This blog is dedicated

This blog is dedicated to Nancy, who gets it.

Pam Grier


And then God created Pam Grier. Does anyone else possess such female warrior power as this cinematic Amazon? And this girl has worked! Even in the 80's she did uncredited work in flicks such as Something Wicked This Way Comes (she plays the witch!), and she was Madonna's second choice (after Rosie) for the role of Mama Morton in a movie incarnation of Chicago that would have taken place in the mid-90's starring Madge herself.

"Long Time Woman" is featured on the Jackie Brown soundtrack, but originates from a grindhouse flick called The Big Doll House. The track is mono, and I was a little pissed off because I thought it originated from the Foxy Brown soundtrack. But now that I know it was true grindhouse, it makes the sound all the more authentic. We're talkin' reeeeal low-budget. Raw.


Ava Gardner


Ava Gardner is an interesting topic when it comes to the dubbing of female movie stars within Hollywood's studio system. Ava recorded her own vocals for MGM's splashy Technicolor remake of Jerome Kern & Oscar Hammerstein's Show Boat. The studio chiefs decided Ava was to be dubbed, and so she was by Annette Warren. Then when the soundtrack was released Ava's original vocals were reinstated so her name could be used to sell more vinyl.

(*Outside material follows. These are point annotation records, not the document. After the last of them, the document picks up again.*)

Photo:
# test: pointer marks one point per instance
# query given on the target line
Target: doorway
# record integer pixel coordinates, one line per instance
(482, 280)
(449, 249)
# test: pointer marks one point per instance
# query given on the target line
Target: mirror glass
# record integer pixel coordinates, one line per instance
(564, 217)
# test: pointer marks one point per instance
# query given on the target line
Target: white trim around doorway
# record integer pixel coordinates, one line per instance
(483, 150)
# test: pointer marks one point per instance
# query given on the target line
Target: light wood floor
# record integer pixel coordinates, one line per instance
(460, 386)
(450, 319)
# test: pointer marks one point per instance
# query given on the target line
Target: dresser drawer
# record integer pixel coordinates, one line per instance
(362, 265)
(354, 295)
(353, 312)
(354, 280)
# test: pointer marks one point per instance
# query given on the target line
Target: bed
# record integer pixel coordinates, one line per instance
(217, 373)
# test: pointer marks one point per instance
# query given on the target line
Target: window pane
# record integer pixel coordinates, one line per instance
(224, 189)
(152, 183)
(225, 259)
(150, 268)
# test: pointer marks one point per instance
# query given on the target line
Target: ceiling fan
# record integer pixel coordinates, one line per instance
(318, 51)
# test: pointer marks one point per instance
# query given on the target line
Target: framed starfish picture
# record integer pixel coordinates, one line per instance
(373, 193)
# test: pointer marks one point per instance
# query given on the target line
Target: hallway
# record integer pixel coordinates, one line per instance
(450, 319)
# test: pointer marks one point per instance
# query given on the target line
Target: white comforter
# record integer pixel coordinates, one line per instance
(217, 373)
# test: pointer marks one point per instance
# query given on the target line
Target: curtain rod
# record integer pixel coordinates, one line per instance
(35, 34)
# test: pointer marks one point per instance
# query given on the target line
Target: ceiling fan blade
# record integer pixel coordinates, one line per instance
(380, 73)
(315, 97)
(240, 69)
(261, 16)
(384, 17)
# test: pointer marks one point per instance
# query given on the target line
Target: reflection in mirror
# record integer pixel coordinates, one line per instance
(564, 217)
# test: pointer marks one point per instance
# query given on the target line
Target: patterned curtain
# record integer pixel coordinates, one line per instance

Here she sings in a non-musical: Pandora And The Flying Dutchman. "How Am I To Know?" has an exotic feel accompanied with clever-yet-soul-searching lyrics penned by Dorothy Parker(!).

Michelle Pfeiffer


The respective universes of Grease and Grease 2 collided when John Travolta and Michelle Pfeiffer filmed the family-friendly movie version of the Broadway musicalization of John Waters' Hairspray. Ms. Pfeiffer lacquers it on in the role Debbie Harry originated: Velma Von Tussle. Belting out "Miss Baltimore Crabs" to her teeny-bopper dancers as she teaches them to be tame tame tame (and prejudiced) for The Corny Collins Show, Ms. Von Tussle contaminates the air with layer upon layer of gloriously delusional self-worship.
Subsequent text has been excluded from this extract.